À tout le moins contribuèrent-ils à sauver l'État d'Israël.
Mais qui pourrait imaginer, cinquante ans après, que deux pays européens puissent, comme la France et le Royaume-Uni le firent à ce moment là, entreprendre une expédition au Proche-Orient contre l'avis des États-Unis ?
Or un des objectifs affichés de la construction européenne, commencée la même année avec la négociation du traité de Rome, n'était-elle pas de renforcer l'Europe face aux États-Unis ?
Ce rapprochement suffit à montrer combien la mise en place de l'Europe de Bruxelles a eu l'effet inverse de celui qui était escompté : au lieu d'une indépendance croissante, un assujettissement toujours plus grand et un effacement de la scène mondiale.
Pourtant le rapport de forces tant économique que militaire n'a pas évolué défavorablement pour nous depuis lors.

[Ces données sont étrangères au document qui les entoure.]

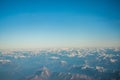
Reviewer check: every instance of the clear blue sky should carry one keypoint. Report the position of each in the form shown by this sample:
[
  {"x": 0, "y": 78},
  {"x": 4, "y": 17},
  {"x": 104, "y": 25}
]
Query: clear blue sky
[{"x": 59, "y": 23}]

Onze ans après la libération de l'Europe par les troupes américaines, la suprématie militaire des États-Unis était établie. La France n'avait pas encore en 1956 la force de frappe. Sur le plan économique, le rapport de richesse était beaucoup plus favorable aux Américains : les économies européennes étaient ruinées par la guerre, tant et si bien que l'Amérique avait dû les aider à se relever par le Plan Marshall.
En fait toutes les initiatives par lesquelles les Européens se sont démarqués des États-Unis depuis cinquante ans ont été le fait des États et jamais des organes communautaires. Rappelons en quelques-unes :
- en 1956, la France et le Royaume-Uni interviennent , on l'a dit, en Egypte ;
- en 1961, l'Espagne refuse de se joindre à l'embargo international contre Cuba ;
- en 1965, la France construit sa bombe atomique ;
- en 1970, l'Allemagne fédérale entreprend l'Ostpolitik ;
- en 1982, le Royaume-Uni mène la guerre des Malouines ;
- en 1985, la France lance un train de sanctions contre l'Afrique du Sud ;
- en 1990, l'Allemagne se réunifie ;
- en 2003, la France refuse d'avaliser l'invasion de l'Irak au Conseil de sécurité.
Non seulement aucune décision relevant de la politique étrangère et de sécurité commune instaurée par le traité de Maastricht (1992) ne manifeste une telle indépendance. Mais la guerre de Yougoslavie de 1999, lancée il est vrai sous l'égide de l'OTAN, apporta la contre-épreuve : une initiative paneuropéenne largement assujettie aux intérêts américains et aux effets catastrophiques, comme le montre la situation lamentable qui est aujourd'hui celle du Kosovo.
Non seulement, après cinquante ans de construction européenne, l'Europe s'avère plus dépendante que jamais malgré son renforcement économique, mais cette dépendance qui était déjà inscrite dans le traité de Maastricht se trouve confirmée à l'article I -41-7 du projet de Constitution qui prévoit que les engagements des États membres dans le domaine de la sécurité et de la défense "demeurent conformes aux engagements souscrits dans le cadre de l'OTAN".